Software Dependencies Yes We extended Konclude (Steigmiller, Liebig, & Glimm, 2014) with the saturation procedure shown in Section 3... Konclude is freely available at http://www.konclude.com/ ... The test corpus and the evaluated version(s) of Konclude v0.6.1 can be found online at http://www.derivo.de/en/products/konclude/paper-support-pages/tableau-saturation-coupling.html. ... We used the OWL API for parsing... We used MORe in combination with ELK 0.4.1 (Kazakov, KrötZsch, & Simančik, 2014) and HermiT 1.3.8, but other combinations are also possible... FaCT++ 1.6.3 (Tsarkov & Horrocks, 2006), HermiT 1.3.8 (Glimm, Horrocks, Motik, Stoilos, & Wang, 2014), MORe 0.1.6 (Armas Romero et al., 2012), and Pellet 2.3.1 (Sirin, Parsia, Cuenca Grau, Kalyanpur, & Katz, 2007).

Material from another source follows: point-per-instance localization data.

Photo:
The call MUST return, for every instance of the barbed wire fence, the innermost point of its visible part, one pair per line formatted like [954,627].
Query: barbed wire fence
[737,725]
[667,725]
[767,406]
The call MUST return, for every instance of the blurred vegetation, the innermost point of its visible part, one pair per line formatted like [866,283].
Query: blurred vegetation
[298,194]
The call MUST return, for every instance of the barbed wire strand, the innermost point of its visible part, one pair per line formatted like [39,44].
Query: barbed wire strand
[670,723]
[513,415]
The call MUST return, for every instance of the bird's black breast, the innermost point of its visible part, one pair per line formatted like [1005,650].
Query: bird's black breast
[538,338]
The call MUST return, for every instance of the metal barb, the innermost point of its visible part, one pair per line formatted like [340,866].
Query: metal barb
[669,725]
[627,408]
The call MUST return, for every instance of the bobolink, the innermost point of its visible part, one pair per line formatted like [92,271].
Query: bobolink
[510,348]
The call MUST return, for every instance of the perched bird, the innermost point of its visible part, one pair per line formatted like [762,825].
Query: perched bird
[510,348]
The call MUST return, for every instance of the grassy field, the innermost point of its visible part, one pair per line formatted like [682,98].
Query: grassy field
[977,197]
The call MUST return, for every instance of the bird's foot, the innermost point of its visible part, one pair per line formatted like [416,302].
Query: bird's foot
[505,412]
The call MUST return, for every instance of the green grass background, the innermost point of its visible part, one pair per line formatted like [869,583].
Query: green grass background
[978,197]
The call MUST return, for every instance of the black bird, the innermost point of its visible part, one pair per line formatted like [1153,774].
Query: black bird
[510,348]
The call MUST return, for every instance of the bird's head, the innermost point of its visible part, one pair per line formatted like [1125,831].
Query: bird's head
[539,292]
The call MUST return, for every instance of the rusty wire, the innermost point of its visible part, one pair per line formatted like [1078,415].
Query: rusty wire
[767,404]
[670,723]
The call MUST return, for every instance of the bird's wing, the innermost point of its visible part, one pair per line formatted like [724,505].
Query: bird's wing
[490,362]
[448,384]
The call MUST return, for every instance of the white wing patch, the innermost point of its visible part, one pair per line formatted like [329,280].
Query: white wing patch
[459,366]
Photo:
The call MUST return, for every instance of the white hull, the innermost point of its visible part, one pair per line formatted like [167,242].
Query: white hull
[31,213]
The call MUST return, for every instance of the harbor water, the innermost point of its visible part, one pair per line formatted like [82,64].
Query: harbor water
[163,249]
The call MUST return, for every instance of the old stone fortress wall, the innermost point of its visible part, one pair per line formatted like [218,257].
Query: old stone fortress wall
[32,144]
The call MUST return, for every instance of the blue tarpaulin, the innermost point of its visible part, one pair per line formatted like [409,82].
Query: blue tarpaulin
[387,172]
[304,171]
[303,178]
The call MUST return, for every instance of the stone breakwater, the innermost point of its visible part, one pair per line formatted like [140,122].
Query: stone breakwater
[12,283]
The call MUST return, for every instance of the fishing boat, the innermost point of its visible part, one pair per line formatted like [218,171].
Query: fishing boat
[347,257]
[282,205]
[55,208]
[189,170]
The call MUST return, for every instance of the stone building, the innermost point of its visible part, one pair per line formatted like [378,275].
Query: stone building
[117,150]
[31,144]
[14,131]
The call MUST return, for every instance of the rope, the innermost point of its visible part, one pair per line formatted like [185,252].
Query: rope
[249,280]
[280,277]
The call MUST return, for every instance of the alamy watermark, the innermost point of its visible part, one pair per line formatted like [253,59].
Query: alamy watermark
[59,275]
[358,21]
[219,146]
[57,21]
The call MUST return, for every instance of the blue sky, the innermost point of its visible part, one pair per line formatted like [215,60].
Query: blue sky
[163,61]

Experiment Setup Yes For the evaluation of the ontology repositories, we used the time limit of 5 minutes. For the selected benchmark ontologies, we cancelled the classification task after 15 minutes... we averaged the results for the selected benchmark ontologies over 3 separate runs... we configured all reasoners to use only one worker thread, which allows for a comparison independently of the number of CPU cores and facilitates the presentation of the improvements through saturation.